For many elections, we have seen pundits recite the truism that Senators don’t fair well in presidential races. You have to go back to John Kennedy to find the last successful Senator to run for President. But the streak will be broken this time, right? Well, not really if Barack Obama prevails. Obama hardly carved a career in the Senate and began his run just a few years after arriving in that august body. He was barely touched by the Senate, or it by him. John McCain however spent his mature political life and most of his adult life there. And perhaps that is part of the problem.
What is it about the Senate that hampers presidential candidates? In some cases, it is the fondness for Senate-ese and the delight in hearing one’s own voice. In other cases it is the burden of explaining all those votes, some of which inevitably conflict with others. In McCain’s case it may account for the inability or unwillingness to drive a big picture agenda and to go for the jugular. Both have handicapped his effort and utterly frustrated his supporters.
McCain presents a biography and a set of value-laden phrases (e.g. “putting country first”) but not an all-encompassing agenda or vision for what he wants to do and where he wants to take the country.
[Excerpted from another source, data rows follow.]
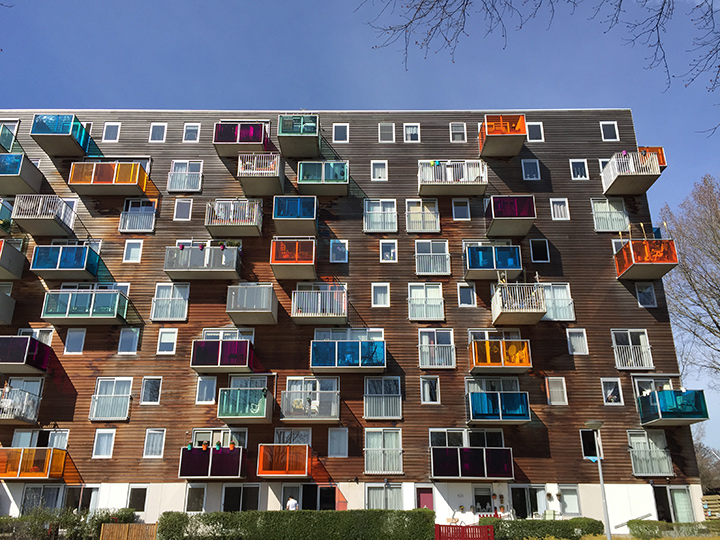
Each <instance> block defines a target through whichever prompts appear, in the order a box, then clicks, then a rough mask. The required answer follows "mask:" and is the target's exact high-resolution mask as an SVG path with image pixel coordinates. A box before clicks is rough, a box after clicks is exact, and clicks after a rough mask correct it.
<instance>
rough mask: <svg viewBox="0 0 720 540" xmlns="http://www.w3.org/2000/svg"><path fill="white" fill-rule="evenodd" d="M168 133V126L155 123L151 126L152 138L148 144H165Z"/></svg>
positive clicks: (150, 132)
mask: <svg viewBox="0 0 720 540" xmlns="http://www.w3.org/2000/svg"><path fill="white" fill-rule="evenodd" d="M166 131H167V124H165V123H159V122H153V123H152V124H150V136H149V137H148V142H165V132H166Z"/></svg>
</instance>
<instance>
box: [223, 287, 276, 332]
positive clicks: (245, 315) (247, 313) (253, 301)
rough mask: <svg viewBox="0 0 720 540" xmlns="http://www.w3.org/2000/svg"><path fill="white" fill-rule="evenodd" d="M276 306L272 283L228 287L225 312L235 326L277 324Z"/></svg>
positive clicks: (275, 302)
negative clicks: (235, 324)
mask: <svg viewBox="0 0 720 540" xmlns="http://www.w3.org/2000/svg"><path fill="white" fill-rule="evenodd" d="M277 305H278V301H277V295H276V294H275V290H274V289H273V286H272V283H240V284H239V285H230V286H229V287H228V294H227V306H226V311H227V314H228V315H229V316H230V318H231V319H232V321H233V322H234V323H235V324H239V325H245V324H251V325H255V324H277Z"/></svg>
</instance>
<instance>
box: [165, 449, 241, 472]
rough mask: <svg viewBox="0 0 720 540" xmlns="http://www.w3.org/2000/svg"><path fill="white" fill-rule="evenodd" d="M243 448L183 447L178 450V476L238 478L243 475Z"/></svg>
mask: <svg viewBox="0 0 720 540" xmlns="http://www.w3.org/2000/svg"><path fill="white" fill-rule="evenodd" d="M244 460H245V455H244V449H243V448H242V447H241V446H236V447H235V448H232V449H231V448H220V449H219V450H218V449H217V448H214V447H213V448H208V449H206V450H203V449H202V448H191V449H190V450H188V449H187V447H183V448H182V449H181V450H180V469H179V471H178V478H187V479H189V480H190V479H197V480H212V479H227V480H231V479H238V478H242V477H243V476H244V475H243V462H244Z"/></svg>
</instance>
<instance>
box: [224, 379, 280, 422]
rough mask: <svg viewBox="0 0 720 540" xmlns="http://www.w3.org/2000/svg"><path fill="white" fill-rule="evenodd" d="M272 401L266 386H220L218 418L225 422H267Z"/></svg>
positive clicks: (269, 411) (271, 411) (270, 412)
mask: <svg viewBox="0 0 720 540" xmlns="http://www.w3.org/2000/svg"><path fill="white" fill-rule="evenodd" d="M273 403H275V401H274V400H273V396H272V394H271V393H270V391H269V390H268V389H267V388H221V389H220V392H219V394H218V419H220V420H222V421H223V422H225V423H226V424H269V423H270V422H272V406H273Z"/></svg>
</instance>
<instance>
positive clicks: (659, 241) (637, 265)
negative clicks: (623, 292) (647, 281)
mask: <svg viewBox="0 0 720 540" xmlns="http://www.w3.org/2000/svg"><path fill="white" fill-rule="evenodd" d="M677 264H678V258H677V252H676V251H675V242H674V241H673V240H629V241H628V242H626V243H625V244H624V245H623V247H621V248H620V249H619V250H618V251H617V253H615V268H616V270H617V276H618V278H619V279H633V280H643V281H652V280H655V279H660V278H661V277H663V276H664V275H665V274H667V273H668V272H669V271H670V270H672V269H673V268H675V267H676V266H677Z"/></svg>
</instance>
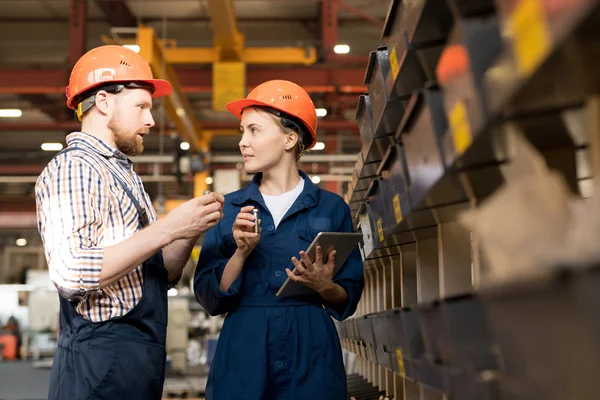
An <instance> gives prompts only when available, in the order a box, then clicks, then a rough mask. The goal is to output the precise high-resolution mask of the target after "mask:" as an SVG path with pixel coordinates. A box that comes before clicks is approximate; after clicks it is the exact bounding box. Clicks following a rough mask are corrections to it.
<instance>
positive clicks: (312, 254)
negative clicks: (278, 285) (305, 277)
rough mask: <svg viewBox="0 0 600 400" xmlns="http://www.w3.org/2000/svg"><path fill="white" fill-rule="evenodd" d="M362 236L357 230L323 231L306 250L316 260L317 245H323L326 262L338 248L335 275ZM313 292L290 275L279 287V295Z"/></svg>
mask: <svg viewBox="0 0 600 400" xmlns="http://www.w3.org/2000/svg"><path fill="white" fill-rule="evenodd" d="M362 237H363V235H362V233H355V232H321V233H319V234H318V235H317V236H316V237H315V239H314V240H313V242H312V243H311V244H310V246H309V247H308V249H307V250H306V255H307V256H308V258H309V259H310V260H311V261H312V262H314V261H315V254H316V251H317V246H321V250H322V253H323V262H324V263H326V262H327V256H328V255H329V253H330V252H331V251H332V250H336V251H337V252H336V253H335V267H334V269H333V276H334V277H335V275H336V274H337V272H338V271H339V270H340V268H341V267H342V265H344V263H345V262H346V259H347V258H348V257H349V256H350V254H351V253H352V250H354V248H355V247H356V245H357V244H358V242H360V240H361V239H362ZM296 258H298V257H296ZM295 270H296V269H295V268H294V271H293V272H295ZM311 293H314V291H313V290H312V289H310V288H309V287H307V286H304V285H303V284H302V283H300V282H294V281H292V280H291V279H290V277H289V276H288V278H287V279H286V280H285V282H284V283H283V285H282V286H281V288H279V291H278V292H277V296H302V295H307V294H311Z"/></svg>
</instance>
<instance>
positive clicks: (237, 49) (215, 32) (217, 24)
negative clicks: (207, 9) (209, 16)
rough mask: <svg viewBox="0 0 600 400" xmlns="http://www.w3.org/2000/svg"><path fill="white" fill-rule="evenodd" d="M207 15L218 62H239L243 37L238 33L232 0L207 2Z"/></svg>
mask: <svg viewBox="0 0 600 400" xmlns="http://www.w3.org/2000/svg"><path fill="white" fill-rule="evenodd" d="M208 13H209V14H210V18H211V20H212V29H213V32H214V35H213V44H214V47H215V49H216V50H217V53H218V55H219V61H241V60H242V50H243V49H244V35H242V34H241V33H240V32H239V31H238V27H237V21H236V19H235V9H234V7H233V0H208Z"/></svg>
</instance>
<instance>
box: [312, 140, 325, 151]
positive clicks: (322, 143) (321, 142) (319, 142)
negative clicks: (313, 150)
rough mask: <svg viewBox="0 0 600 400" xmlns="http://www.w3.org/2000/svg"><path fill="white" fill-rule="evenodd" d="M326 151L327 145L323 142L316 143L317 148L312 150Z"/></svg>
mask: <svg viewBox="0 0 600 400" xmlns="http://www.w3.org/2000/svg"><path fill="white" fill-rule="evenodd" d="M324 149H325V143H323V142H317V143H315V147H313V148H312V150H324Z"/></svg>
Many of the items he stresses are process-oriented — “bipartisanship.” But that’s not a goal, it’s a means to an end. What does all that bipartisanship going to get us? We don’t know.
As for his political instincts, perhaps McCain has absorbed the genial tone of the Senate and the lesson that one doesn’t burn bridges with opponents whose help you may someday need. In the context of a presidential run, McCain and his campaign have become a maddening bundle of contradictions. Sarah Palin can raise Reverend Wright, but McCain can’t. Bill Ayers and ACORN are fair game, but not in a debate. What rules is he playing by? No one can quite tell. More importantly, what is the public supposed to make of those issues when presented with such a tentative and scattershot approach? Voters soon conclude these issues must not matter all that much.
So aside from not running when your party is presiding over an economic debacle, perhaps the lesson for Republicans is this: if you select a nominee from the Senate make sure he doesn’t have the temperament and mindset of a Senator.